Most of the “court tales” we hear these days relate to the NBA and the recent lockout. The book of Daniel certainly features big egos, a bit of sport, and plenty of suspense, but its early chapters tell a completely different kind of court tale than the NBA tells.

Daniel 2 moves us into a series of five stories (“court tales”…see below) that relate to Daniel (and his friends) serving in the court of a foreign king. Here’s the overview:

  • Chapter 2 – Nebuchadnezzar’s statue dream. King Nebuchadnezzar has a disturbing dream about a statue. Only Daniel is able to interpret it for him.
  • Chapter 3 – Shadrach, Meshach, and Abednego & the fiery furnace. King Nebuchadnezzar builds a humongous statue and commands that everyone bow down to it. Refusal results in a trip to the fiery furnace . . . from which there should be no return.
  • Chapter 4 – Nebuchadnezzar’s tree dream.King Nebuchadnezzar has another disturbing dream. This time it’s about a tree. Again, only Daniel can interpret it for him.
  • Chapter 5 – Belshazzar & the handwriting on the wall.King Belshazzar (a successor of Nebuchadnezzar) hosts a blasphemous feast and witnesses a disembodied hand eerily writing on the wall. Again, only Daniel can sort out its meaning: the king’s demise and death.
  • Chapter 6 – Daniel in the lions’ den.King Darius is hookwinked into making a law that leads to Daniel’s overnight stay in the lions’ den.

Commentaries often refer to these stories as court tales or court stories (or court narratives) because they are pretty consistent with a genre of story from the ancient Near East in which a wise and pious exile survives and, in fact, thrives in the court of a foreign king. Usually these stories show up in one of two flavors: (1) a conflict, in which the hero of the story faces danger on account of his character or faith; (2) a contest, in which the hero of the story faces a problem that may stump others, but s/he solves it.

In addition to the collection of such stories from the wider ancient Near East, the Bible itself includes a collection of narratives besides Daniel’s set that are, more or less, court narratives: Joseph in Pharaoh’s court (Egypt); Esther (and her uncle Mordecai) in Ahasuerus’s court (Persia); Nehemiah in Artaxerxes’s court (Persian). The Roman Catholic Bible includes a few more: Tobit in Shalmaneser’s court (Assyria); Ahiqar in Esarhaddon’s court (Assyria); Judith and Assyrian commander, Holofernes.

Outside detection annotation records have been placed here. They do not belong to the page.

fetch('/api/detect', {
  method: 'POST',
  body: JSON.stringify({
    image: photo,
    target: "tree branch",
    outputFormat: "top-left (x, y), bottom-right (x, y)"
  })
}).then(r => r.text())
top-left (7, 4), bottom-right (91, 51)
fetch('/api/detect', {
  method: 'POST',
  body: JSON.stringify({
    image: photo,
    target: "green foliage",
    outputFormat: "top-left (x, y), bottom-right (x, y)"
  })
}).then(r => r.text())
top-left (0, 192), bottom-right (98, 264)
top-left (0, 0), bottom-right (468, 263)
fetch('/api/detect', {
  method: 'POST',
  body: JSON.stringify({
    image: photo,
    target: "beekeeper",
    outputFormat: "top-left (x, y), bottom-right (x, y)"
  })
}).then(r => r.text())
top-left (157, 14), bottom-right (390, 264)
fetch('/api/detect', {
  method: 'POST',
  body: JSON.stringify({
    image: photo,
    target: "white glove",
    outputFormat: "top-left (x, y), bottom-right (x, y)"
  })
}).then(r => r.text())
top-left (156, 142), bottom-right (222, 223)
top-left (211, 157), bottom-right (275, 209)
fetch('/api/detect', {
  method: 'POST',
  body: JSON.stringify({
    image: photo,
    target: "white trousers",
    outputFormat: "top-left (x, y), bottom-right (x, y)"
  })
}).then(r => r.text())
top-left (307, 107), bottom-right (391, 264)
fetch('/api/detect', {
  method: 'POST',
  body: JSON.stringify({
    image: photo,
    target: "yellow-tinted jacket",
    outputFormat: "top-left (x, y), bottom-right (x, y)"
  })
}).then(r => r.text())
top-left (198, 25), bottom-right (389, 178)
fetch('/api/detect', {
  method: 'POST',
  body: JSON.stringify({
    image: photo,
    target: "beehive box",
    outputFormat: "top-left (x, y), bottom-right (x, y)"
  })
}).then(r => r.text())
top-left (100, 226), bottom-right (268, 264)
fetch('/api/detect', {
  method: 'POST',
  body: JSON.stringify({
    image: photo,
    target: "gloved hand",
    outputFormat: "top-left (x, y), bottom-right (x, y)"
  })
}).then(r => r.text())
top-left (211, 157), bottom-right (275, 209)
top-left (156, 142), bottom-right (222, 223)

One of the purposes of such stories in the ancient Near East was to foster nationalism among exiled or oppressed people groups. The heros and heroines of the stories make their countrymen proud by their superior character and their success in adverse situations. When they shine, their people cheer. When the foreign kings and other bad guys look like buffoons, the people laugh. And they are extra proud to be who they are.

The stories in Daniel 2-6may very well have served this purpose at some point, especially if they ever circulated as individual stories before the entire collection was compiled. However, when they are put together in the book we have today, they do a whole lot more. But that discussion is for another day.